In 2021, Sandström was a visiting research student at CRMEP(Center for Research in Modern Philosophy), Kingston University, London. From December 2023 through November 2024, she is a Paris x Rome Fellow at La Bibliotheca Hertziana – Istituto Max Planck per la storia dell'arte, Rom, and at DFK Paris. Sandström has been teaching and lecturing in art history and critical theory at Swedish and Danish universities and art academies.
Forschungsschwerpunkt
From “informe” to “deculturizzazione”. Carla Lonzi’s critique of art and sexuality
During my time as a research fellow at DFK Paris, I will study the role of George Bataille’s notion of informe (1929) in the thinking and practice of Italian art critic and separatist feminist Carla Lonzi (b. 1931). In focus of the study will be a close reading of Lonzi’s seminal, anti-dialectical essay “Let’s Spit on Hegel” from 1970 and its role in the foundation of the separatist feminist group Rivolta Femminile the same year. The research will take its starting point in the undiscussed Italian notion of decultura – alienated culture – as a way of historicizing Lonzi’s notion of deculturalisazzione, central to Lonzi’s essay as well as to Rivolta’s practice of autocoscienza (consciousness raising).
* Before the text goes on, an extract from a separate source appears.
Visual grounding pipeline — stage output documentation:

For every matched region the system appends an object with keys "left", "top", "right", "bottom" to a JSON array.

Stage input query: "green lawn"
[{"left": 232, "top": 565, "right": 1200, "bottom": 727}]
Lonzi describes the practice of deculturizzazione similar to how Bataille much briefer described ‘informe’ thirty years prior. If both Lonzi and Bataille object a Hegelian philosophy of history as it operated in politics and science at the time, Batailles abstract proposal gains a practical form in Lonzi’s description of deculturalizzazione as a pre-conceptual activity that emerges before or even against a critical judgment. Lonzi’s relation to Bataille is underdeveloped in research, although her incessant montages of transcripts reveal an interest in the informe as a collective creative practice. To understand Bataille’s notion as it operated in postwar Italy, and especially in Italian autonomus separatist feminism, we need to rethink the role of surrealism in anti-Stalinist contexts of Italian Hegel dissidents. In this transhistorical analysis I will also turn to Antonin Artaud’s notion of the double as an inhuman reality echoes the decultured experience of the sexually repressed. (1938)
The research is undertaken at DFK is part of my thesis in progress, “Art criticism as Social Critique” and will develop into one of the concluding chapters in the prospect monography. It will also be presented as part of the conference Surréalismes Paris 2024, arranged by International Society for the Study of Surrealism (ISSS), October 28-31 2024.